Setelah beberapa tahun menyelami riuhnya skena musik Indonesia, khususnya di Malang, Jawa Timur, Closure resmi membuka lembaran baru dengan nama Masurai. Perubahan identitas ini tidak hanya sebatas pergantian nama, tetapi juga menandai arah artistik yang lebih matang. Masurai memperkenalkan dirinya lewat maxi single “Manusia / Pakar Praktisi”, karya perdana yang menegaskan pilihan mereka untuk menulis lirik dalam bahasa Indonesia.
Band post-punk yang kini digawangi Dheka Satria (vokal), Axel Kevin (bass), Sabiella Maris (gitar), dan Ahmad Ikhsan Priatno (drum) banyak terinspirasi dari musisi-musisi Rusia dan kawasan Slavia seperti Molchat Doma, Motorama, Brandenburg, hingga Human Tetris. Dengan meninggalkan bahasa Inggris dan beralih ke bahasa ibu, Masurai berharap pesan, emosi, serta kritik sosial yang mereka usung dapat lebih langsung menyentuh pendengar, sekaligus mendekatkan musik mereka dengan realitas sehari-hari.
Maxi single “Manusia / Pakar Praktisi” menyandingkan dua narasi besar tentang manusia modern Indonesia: nilai tradisional yang siklikal dan tanggung jawab antar generasi, serta wajah kontemporer yang dibentuk dunia maya, serba instan, dan kerap absurd.
Lagu “Manusia” berangkat dari refleksi tentang siklus hidup yang tak terputus—dilahirkan, dibesarkan, hingga kembali merawat mereka yang pernah merawat kita. Liriknya terinspirasi dari nilai spiritual dalam Al-Qur’an surat Al-Isra’ ayat 26 dan surat Luqman ayat 14, yang menekankan pentingnya menunaikan hak orang lain, terutama kerabat dekat, serta menjaga dan menghormati orang tua.
Sementara “Pakar Praktisi” menjadi potret satir masyarakat digital hari ini—tentang figur-figur ambigu yang hidup dalam dunia maya, di mana persepsi dianggap nyata dan ilusi lebih cepat menghasilkan materi ketimbang kerja keras. Karakter ini bisa positif maupun negatif, tetapi sama-sama mencerminkan kecenderungan instan yang semakin mengakar di masyarakat.
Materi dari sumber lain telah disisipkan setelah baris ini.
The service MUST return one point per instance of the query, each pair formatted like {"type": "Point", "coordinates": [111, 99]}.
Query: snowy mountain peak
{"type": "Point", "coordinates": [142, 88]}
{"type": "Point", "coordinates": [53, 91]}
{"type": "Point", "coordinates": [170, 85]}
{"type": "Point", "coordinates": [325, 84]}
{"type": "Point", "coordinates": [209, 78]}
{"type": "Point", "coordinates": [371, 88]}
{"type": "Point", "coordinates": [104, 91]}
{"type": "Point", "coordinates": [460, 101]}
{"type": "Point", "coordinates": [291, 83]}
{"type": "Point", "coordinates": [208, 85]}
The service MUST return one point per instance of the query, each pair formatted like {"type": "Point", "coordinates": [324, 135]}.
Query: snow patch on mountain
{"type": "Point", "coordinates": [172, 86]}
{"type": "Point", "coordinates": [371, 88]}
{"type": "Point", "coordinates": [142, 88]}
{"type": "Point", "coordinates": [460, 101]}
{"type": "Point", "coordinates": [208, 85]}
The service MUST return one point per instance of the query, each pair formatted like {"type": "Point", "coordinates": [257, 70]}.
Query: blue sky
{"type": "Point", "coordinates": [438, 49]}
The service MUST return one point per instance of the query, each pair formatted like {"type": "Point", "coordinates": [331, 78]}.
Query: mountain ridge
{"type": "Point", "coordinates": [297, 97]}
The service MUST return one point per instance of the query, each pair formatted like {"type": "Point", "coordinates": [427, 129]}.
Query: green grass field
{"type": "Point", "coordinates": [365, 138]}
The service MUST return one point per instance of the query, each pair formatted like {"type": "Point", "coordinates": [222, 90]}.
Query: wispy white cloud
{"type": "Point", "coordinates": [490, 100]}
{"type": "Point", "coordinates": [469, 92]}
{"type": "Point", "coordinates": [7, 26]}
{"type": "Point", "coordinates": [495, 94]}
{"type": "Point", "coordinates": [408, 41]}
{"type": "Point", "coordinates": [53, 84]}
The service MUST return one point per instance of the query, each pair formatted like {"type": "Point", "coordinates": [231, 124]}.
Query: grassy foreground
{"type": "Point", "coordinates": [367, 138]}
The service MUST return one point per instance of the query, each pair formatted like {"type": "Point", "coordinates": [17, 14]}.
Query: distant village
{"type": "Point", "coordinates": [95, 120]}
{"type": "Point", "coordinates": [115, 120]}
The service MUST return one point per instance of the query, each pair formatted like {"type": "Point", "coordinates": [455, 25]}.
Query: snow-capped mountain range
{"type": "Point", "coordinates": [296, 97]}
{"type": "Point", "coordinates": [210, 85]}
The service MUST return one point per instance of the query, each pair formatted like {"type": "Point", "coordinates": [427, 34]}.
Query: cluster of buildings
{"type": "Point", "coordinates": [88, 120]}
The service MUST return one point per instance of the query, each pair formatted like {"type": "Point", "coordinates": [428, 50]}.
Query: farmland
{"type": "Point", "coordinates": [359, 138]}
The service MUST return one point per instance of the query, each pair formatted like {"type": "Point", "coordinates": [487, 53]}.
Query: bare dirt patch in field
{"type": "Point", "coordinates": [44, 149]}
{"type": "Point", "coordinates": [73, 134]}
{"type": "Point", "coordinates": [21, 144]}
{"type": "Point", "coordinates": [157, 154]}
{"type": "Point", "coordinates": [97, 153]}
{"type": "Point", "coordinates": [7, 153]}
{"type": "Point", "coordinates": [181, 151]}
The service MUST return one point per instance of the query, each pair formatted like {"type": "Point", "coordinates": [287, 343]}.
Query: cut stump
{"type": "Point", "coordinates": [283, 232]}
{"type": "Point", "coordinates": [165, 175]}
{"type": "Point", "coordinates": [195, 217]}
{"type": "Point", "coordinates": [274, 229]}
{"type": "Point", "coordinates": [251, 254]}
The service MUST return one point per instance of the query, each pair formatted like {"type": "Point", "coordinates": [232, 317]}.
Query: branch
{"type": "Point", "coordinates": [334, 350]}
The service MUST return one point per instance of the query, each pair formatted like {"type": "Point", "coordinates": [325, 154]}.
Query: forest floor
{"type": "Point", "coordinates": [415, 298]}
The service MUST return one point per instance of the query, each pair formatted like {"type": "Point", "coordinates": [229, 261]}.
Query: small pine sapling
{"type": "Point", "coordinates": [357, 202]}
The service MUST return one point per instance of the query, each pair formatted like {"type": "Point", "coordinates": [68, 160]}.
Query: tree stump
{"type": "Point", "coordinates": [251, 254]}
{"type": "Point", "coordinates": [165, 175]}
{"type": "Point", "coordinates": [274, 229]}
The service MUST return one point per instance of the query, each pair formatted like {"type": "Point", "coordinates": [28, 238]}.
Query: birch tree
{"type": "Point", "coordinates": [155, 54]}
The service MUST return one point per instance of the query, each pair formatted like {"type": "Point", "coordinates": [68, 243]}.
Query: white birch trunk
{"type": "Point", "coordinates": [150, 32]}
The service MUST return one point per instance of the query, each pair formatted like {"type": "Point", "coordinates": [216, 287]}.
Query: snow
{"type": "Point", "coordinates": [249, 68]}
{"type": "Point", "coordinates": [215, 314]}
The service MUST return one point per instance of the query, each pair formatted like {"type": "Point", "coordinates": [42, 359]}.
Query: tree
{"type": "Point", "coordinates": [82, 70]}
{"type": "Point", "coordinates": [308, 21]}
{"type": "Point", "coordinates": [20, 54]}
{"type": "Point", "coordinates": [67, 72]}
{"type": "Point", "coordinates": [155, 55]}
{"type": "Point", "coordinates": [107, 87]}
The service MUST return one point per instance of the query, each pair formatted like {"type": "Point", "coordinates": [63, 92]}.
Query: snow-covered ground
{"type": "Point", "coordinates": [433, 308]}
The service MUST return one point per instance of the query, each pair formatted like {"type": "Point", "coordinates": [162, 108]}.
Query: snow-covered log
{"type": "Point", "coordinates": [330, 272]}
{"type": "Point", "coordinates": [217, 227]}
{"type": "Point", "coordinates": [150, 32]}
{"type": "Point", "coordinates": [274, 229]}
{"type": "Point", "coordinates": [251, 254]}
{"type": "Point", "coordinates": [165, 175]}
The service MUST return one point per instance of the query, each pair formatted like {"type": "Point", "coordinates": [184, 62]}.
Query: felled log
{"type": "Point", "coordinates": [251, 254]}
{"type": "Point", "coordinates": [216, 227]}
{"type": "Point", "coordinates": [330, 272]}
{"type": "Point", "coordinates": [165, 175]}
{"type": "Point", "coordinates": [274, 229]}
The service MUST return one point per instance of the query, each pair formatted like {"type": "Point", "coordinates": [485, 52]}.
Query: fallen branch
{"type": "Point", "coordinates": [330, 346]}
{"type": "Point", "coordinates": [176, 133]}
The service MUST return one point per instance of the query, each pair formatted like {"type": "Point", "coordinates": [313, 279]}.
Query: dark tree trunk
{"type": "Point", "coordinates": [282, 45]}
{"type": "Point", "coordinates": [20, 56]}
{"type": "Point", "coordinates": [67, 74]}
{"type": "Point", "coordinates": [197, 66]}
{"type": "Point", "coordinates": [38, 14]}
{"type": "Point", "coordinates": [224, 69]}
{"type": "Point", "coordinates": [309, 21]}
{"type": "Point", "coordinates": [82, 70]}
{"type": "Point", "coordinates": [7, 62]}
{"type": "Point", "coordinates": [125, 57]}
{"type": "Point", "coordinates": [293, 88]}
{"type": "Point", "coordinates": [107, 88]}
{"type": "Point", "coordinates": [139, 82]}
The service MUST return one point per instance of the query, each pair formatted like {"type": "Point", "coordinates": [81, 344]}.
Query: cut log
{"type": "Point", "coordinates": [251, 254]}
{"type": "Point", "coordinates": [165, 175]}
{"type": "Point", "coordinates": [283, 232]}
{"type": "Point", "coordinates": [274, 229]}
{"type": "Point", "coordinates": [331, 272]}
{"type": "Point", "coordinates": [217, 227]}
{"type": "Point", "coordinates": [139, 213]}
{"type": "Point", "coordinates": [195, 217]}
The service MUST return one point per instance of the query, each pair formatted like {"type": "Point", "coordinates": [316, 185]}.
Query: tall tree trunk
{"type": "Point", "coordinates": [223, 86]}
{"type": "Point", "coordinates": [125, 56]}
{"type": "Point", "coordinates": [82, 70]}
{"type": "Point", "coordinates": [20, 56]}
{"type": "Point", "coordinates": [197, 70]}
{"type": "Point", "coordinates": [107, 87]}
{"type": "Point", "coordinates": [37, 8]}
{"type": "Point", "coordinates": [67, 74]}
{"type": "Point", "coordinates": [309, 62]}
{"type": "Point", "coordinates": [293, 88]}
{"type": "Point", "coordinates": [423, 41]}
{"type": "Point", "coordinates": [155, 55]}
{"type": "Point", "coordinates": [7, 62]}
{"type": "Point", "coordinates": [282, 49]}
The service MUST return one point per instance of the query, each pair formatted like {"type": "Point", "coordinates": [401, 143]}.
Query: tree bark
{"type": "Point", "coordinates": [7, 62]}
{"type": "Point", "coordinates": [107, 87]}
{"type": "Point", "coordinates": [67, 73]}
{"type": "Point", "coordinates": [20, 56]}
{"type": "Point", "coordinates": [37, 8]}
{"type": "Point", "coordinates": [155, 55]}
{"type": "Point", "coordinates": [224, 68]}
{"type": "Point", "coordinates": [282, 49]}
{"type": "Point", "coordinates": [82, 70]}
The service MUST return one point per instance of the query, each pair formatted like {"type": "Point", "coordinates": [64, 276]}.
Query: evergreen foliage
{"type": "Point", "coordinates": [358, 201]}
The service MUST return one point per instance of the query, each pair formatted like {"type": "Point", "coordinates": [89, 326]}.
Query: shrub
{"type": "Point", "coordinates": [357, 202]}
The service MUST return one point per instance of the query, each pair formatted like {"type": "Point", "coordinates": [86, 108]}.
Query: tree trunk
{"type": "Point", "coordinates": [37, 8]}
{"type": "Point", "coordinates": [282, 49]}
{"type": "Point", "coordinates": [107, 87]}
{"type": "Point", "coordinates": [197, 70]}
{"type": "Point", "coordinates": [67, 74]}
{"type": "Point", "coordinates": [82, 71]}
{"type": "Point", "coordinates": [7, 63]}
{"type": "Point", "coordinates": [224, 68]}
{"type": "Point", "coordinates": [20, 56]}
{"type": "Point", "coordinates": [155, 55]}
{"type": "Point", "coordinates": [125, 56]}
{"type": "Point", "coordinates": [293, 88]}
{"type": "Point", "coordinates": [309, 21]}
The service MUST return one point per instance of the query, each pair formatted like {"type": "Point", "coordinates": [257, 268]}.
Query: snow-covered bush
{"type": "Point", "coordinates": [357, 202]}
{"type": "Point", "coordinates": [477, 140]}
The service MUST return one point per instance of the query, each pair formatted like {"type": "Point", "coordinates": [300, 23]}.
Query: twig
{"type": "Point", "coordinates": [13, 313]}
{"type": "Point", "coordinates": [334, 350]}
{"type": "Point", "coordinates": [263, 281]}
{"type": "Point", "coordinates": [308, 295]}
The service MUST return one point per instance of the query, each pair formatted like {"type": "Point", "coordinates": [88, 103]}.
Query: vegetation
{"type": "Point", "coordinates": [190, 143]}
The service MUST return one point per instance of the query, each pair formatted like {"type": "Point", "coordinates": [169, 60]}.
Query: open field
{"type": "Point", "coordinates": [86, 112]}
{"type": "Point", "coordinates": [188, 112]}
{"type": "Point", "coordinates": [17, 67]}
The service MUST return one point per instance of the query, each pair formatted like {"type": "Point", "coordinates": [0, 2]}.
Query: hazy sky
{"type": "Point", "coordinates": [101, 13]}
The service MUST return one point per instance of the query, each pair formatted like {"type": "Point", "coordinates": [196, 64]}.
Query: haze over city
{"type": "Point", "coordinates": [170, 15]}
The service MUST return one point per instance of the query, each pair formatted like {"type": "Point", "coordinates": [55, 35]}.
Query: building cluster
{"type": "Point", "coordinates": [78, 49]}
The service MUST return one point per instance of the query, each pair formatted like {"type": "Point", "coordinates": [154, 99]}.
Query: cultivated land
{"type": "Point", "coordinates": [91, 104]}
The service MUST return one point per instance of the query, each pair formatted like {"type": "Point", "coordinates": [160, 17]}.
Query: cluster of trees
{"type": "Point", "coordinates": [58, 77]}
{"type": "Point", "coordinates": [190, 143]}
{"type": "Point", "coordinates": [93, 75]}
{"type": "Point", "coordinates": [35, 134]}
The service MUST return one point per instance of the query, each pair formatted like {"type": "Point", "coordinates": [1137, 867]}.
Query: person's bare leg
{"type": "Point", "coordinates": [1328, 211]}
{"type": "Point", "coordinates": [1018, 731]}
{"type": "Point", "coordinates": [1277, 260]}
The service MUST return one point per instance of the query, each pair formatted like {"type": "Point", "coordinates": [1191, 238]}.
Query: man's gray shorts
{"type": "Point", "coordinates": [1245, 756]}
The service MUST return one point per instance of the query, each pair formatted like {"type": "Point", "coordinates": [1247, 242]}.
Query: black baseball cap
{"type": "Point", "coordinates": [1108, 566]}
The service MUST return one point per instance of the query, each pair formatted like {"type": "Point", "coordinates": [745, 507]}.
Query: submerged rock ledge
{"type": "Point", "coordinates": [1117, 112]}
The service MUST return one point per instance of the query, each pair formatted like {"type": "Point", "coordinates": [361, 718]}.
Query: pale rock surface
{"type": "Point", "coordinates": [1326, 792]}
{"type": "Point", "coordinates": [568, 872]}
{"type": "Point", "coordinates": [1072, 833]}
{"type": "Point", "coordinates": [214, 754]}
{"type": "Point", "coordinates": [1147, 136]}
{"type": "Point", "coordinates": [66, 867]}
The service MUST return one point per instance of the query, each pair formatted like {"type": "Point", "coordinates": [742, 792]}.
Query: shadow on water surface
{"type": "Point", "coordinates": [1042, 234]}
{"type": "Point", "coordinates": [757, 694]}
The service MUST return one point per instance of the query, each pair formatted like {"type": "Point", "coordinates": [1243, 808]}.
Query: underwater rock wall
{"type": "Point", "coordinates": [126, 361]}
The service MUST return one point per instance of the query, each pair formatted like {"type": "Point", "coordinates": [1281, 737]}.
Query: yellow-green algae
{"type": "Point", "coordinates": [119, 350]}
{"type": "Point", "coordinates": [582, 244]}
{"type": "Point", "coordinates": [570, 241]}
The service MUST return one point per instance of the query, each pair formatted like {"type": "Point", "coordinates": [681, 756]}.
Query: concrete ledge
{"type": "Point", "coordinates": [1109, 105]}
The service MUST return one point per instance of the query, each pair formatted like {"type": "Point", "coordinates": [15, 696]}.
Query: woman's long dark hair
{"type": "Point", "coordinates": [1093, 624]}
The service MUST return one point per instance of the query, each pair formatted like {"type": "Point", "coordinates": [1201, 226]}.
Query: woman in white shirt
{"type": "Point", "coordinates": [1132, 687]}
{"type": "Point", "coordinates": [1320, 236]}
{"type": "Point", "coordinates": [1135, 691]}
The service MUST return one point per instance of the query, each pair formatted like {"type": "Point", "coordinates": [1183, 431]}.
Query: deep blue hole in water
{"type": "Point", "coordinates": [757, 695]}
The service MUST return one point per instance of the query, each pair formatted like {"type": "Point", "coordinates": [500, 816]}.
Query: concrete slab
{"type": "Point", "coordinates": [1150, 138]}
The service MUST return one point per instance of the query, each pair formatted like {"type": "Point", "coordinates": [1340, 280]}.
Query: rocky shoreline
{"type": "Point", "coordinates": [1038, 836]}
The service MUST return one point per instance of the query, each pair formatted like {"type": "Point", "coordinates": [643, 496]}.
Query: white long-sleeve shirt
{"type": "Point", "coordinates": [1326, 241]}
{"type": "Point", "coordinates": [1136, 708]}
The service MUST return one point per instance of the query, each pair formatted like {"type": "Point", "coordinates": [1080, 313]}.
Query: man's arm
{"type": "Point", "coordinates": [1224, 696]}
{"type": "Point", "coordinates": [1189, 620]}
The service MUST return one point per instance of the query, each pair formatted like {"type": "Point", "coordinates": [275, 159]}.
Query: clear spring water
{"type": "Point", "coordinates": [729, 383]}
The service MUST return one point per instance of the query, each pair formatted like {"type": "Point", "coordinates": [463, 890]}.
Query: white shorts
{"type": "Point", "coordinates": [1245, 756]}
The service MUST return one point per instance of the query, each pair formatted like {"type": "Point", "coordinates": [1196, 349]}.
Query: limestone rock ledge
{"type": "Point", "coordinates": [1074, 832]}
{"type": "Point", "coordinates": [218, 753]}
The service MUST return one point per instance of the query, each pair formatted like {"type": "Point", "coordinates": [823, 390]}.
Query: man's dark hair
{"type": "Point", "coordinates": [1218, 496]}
Tak sekadar menampilkan dua sisi berbeda, maxi single ini mengajak pendengar merenung: di antara nilai lama yang kian memudar dan pola hidup modern yang serba cepat, di manakah sebenarnya posisi manusia hari ini?
Perilisan “Manusia / Pakar Praktisi” turut disambut hangat oleh tokoh musik Malang, salah satunya Om Robo, gitaris Sundancer. Ia menilai sentuhan post-punk Baltik ala Motorama dalam musik Masurai mampu mewakili atmosfer dingin kota Malang. Permainan gitar minimalis, repetitif, dengan reverb yang meluas, berpadu dengan vokal yang tenang dan suram, menghasilkan suasana dreamy sekaligus introspektif khas coldwave.
Maxi single ini digarap Masurai sejak 2023 di Haum Studio dan rampung pada 2025. Proses produksi dilakukan secara mandiri, dengan band memilih untuk jarang tampil di panggung sejak 2024 demi fokus menyelesaikan materi. Selain menjadi titik balik identitas, maxi single ini juga disiapkan sebagai pintu masuk menuju album penuh yang akan datang.